Le Conseil constitutionnel a jugé constitutionnellement fondée l’institution d’un régime de sécurité sociale en matière d’AT/MP qui se substitue partiellement à la responsabilité de l’employeur et ne réserve la possibilité d’agir contre ce dernier qu’en cas de faute inexcusable ou intentionnelle. Dans un communiqué de presse accompagnant sa décision, il explique que ce régime « concilie le principe de responsabilité avec les exigences du préambule de la Constitution de 1946 » selon lequel, notamment « tout être humain qui, en raison […] de son état physique ou mental […] se trouve dans l’incapacité de travailler, a le droit d’obtenir de la collectivité des moyens convenables d’existence ». Par ailleurs, les sages du Palais Royal ont considéré que, « pour concilier le droit des victimes d’actes fautifs d’obtenir la réparation de leur préjudice avec la mise en œuvre des exigences […] du Préambule de 1946 », le législateur a pu mettre en place une réparation forfaitaire sans porter une atteinte disproportionnée au principe de responsabilité.

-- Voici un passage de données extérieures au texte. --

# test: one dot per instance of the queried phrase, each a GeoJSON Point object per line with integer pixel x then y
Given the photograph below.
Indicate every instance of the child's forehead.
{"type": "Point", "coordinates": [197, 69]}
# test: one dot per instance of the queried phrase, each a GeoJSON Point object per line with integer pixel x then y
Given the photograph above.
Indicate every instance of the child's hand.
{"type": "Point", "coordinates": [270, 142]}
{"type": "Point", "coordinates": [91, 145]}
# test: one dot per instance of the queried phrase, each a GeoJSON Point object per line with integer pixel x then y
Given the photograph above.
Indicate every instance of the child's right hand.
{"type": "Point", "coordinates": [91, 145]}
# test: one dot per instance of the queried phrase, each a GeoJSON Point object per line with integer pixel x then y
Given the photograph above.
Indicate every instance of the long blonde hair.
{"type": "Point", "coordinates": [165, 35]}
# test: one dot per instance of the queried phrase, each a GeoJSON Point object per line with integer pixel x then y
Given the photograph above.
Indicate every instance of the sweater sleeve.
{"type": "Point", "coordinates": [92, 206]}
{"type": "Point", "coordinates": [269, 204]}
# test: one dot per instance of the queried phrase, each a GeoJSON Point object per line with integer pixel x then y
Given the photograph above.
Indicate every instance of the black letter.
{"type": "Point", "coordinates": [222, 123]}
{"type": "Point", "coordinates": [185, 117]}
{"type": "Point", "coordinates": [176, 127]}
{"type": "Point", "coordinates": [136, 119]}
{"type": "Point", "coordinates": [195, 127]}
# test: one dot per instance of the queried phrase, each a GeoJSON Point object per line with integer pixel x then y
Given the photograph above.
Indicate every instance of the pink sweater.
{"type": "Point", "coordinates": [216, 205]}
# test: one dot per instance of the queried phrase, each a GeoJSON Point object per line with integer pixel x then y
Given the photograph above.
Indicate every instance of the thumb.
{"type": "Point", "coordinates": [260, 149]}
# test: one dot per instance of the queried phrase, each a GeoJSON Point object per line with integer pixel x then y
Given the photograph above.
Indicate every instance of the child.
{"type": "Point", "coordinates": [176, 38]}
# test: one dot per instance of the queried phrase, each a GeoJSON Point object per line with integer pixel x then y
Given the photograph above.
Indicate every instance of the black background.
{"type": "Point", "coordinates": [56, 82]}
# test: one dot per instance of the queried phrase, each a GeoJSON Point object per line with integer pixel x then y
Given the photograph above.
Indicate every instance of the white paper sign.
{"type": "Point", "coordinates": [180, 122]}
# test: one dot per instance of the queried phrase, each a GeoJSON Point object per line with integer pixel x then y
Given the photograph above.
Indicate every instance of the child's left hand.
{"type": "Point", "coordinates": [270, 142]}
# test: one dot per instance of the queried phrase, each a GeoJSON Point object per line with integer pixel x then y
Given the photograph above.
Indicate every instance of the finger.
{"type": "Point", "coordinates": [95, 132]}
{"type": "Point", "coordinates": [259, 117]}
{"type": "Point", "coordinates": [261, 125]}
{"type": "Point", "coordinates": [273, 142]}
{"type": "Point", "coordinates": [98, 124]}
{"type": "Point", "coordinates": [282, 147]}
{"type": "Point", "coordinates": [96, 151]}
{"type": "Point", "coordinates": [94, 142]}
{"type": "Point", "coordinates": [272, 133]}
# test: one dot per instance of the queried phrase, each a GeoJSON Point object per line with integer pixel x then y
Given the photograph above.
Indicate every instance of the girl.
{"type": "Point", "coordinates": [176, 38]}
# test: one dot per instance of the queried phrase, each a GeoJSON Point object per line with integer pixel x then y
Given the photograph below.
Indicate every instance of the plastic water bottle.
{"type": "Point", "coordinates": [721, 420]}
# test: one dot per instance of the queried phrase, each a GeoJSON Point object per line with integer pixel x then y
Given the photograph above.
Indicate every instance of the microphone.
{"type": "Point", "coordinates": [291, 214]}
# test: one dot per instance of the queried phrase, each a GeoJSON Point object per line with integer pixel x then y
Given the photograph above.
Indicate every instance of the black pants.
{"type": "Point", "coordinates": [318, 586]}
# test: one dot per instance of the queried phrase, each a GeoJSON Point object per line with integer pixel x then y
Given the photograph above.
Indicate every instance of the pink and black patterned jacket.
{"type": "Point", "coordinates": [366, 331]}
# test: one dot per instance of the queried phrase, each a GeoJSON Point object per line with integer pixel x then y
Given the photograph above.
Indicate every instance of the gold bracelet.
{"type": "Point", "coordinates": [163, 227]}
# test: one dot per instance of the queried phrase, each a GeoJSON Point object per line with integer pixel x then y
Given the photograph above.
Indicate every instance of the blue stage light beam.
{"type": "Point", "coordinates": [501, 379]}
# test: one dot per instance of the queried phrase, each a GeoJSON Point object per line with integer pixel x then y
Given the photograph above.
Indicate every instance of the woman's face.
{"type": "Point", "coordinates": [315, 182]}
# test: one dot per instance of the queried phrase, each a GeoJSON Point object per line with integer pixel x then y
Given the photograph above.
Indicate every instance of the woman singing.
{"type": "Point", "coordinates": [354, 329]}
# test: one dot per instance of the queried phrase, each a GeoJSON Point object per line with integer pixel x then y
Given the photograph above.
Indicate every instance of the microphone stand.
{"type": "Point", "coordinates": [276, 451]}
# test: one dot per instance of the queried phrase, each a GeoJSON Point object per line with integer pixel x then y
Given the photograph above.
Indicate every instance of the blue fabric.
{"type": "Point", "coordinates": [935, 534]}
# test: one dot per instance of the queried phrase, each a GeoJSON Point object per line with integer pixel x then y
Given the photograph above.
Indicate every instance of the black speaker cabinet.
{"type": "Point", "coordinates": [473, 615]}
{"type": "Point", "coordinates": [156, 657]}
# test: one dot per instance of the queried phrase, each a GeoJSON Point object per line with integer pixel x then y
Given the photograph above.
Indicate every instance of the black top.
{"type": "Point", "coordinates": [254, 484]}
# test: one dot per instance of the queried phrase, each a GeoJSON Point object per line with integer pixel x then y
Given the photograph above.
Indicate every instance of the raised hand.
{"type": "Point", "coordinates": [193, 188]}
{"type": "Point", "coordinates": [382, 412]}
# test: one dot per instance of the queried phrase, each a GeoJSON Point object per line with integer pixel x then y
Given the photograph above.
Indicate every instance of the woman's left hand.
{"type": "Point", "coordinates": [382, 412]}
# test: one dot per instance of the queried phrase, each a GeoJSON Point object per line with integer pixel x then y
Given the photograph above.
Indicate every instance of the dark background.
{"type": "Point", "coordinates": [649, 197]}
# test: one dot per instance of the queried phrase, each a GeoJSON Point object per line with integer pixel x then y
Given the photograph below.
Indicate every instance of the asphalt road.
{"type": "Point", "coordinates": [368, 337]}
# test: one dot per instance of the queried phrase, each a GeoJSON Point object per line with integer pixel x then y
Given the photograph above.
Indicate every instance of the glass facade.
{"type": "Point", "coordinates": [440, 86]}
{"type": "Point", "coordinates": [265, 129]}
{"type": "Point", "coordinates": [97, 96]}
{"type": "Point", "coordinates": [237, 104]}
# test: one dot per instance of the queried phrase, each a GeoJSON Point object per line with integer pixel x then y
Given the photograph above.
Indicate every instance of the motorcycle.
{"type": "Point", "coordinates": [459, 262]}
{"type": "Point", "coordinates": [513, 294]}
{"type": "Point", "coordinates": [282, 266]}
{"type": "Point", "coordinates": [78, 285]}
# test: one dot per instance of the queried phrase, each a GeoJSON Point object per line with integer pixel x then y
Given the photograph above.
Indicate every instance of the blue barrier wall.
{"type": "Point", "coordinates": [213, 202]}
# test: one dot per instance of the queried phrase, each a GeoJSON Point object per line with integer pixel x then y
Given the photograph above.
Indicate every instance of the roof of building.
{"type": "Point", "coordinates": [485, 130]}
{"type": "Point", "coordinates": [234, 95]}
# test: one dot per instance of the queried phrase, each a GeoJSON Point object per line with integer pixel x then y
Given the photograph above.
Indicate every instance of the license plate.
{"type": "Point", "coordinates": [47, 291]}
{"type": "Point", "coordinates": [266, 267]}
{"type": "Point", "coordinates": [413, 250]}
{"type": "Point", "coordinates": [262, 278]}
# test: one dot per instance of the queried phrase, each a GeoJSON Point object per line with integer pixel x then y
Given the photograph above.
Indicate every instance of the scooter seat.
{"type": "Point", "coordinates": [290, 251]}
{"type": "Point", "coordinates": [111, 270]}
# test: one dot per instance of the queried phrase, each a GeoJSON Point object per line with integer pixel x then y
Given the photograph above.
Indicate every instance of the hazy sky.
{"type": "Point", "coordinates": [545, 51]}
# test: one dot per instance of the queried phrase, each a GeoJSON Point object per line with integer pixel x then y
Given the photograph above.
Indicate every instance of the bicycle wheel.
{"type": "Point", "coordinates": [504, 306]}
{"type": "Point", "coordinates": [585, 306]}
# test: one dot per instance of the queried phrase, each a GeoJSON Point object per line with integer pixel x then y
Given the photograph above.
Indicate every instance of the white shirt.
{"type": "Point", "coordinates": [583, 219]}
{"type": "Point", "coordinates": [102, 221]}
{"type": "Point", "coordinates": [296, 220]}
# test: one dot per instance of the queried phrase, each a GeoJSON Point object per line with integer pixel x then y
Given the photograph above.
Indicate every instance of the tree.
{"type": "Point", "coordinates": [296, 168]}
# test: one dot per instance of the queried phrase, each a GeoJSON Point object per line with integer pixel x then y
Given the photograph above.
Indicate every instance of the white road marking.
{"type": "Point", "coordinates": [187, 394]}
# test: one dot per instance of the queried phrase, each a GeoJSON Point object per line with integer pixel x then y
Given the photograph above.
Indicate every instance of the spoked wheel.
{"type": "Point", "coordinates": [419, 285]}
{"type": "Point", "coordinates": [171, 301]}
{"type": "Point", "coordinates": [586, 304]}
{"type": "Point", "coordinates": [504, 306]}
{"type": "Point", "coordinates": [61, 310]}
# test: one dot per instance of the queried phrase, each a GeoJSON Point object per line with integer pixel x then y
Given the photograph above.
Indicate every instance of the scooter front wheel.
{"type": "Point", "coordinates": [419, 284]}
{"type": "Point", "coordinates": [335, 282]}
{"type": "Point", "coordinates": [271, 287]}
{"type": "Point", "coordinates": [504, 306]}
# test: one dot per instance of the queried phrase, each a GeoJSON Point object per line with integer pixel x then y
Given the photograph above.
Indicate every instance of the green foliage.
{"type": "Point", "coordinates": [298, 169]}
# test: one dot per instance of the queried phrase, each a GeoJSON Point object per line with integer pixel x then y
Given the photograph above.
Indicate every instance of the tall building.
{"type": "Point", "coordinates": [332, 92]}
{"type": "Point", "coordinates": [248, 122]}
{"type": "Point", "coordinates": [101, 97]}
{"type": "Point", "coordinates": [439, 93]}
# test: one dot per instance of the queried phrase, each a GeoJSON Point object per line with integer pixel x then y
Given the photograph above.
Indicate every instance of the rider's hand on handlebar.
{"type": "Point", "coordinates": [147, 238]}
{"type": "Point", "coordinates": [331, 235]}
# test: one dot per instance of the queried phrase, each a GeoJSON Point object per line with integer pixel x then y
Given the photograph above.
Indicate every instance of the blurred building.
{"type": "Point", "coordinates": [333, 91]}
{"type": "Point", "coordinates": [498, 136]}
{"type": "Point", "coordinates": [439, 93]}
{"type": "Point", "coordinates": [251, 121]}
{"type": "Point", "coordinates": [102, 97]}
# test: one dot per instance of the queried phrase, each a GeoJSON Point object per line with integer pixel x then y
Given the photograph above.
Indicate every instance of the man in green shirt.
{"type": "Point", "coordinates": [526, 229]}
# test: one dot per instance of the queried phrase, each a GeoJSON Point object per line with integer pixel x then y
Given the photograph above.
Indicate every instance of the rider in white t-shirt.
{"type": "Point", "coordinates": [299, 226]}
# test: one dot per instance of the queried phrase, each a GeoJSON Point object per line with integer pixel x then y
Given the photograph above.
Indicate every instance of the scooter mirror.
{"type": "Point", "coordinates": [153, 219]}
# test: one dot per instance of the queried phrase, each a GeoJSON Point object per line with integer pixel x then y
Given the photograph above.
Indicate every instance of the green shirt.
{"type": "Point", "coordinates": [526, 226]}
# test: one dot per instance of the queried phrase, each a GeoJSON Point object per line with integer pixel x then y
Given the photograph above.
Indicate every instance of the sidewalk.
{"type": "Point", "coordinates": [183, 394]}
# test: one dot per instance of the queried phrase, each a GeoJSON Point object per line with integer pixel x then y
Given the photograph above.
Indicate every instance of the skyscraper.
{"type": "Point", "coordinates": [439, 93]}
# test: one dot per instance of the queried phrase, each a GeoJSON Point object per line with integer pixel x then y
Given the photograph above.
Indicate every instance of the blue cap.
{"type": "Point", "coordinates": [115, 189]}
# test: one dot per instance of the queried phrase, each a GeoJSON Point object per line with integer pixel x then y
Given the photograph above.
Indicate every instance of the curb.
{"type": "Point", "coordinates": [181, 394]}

En revanche, le Conseil constitutionnel a trouvé à redire au fait que, en cas de faute inexcusable, la loi a écarté certains préjudices de toute indemnisation. « Dans un tel cas […], et en l’absence de tout régime légal d’indemnisation, tout préjudice doit ouvrir droit à la victime d’en demander réparation à l’employeur », précise ainsi le communiqué de presse. Les sages ont donc formulé une réserve relative à l’article L. 452-3 du code de la sécurité sociale : celui-ci ne peut empêcher les victimes de demander à leur employeur, devant les juridictions de la sécurité sociale, réparation de l’ensemble des dommages non couverts par le code de la sécurité sociale. Il appartiendra, au cas par cas, à ces juridictions de vérifier si les préjudices subis par une victime sont ainsi réparés (4). Cette réserve est d’application immédiate à toutes les affaires non jugées définitivement le 18 juin 2010.

[Décision n° 2010-8 QPC du 18 juin 2010, J.O. du 19-06-10]
Notes

(1) Depuis le 1er mars 2010, tout justiciable peut soutenir, à l’occasion d’une instance devant une juridiction administrative comme judiciaire, qu’une disposition législative porte atteinte aux droits et libertés que la Constitution garantit.

(2) Jusqu’à présent, les victimes ne pouvaient ainsi être indemnisées que du préjudice causé par leurs souffrances physiques ou morales, des préjudices esthétiques et d’agrément, ainsi que du préjudice résultant de la perte ou de la diminution de leurs possibilités de promotion professionnelle.

(3) Les cahiers du Conseil constitutionnel – Cahier n° 29 – www.conseil-constitutionnel.fr.

(4) Une décision qualifiée d’« historique » par la FNATH (Association des accidentés de la vie), qui revendique depuis longtemps une indemnisation intégrale de tous les préjudices en cas de faute inexcusable.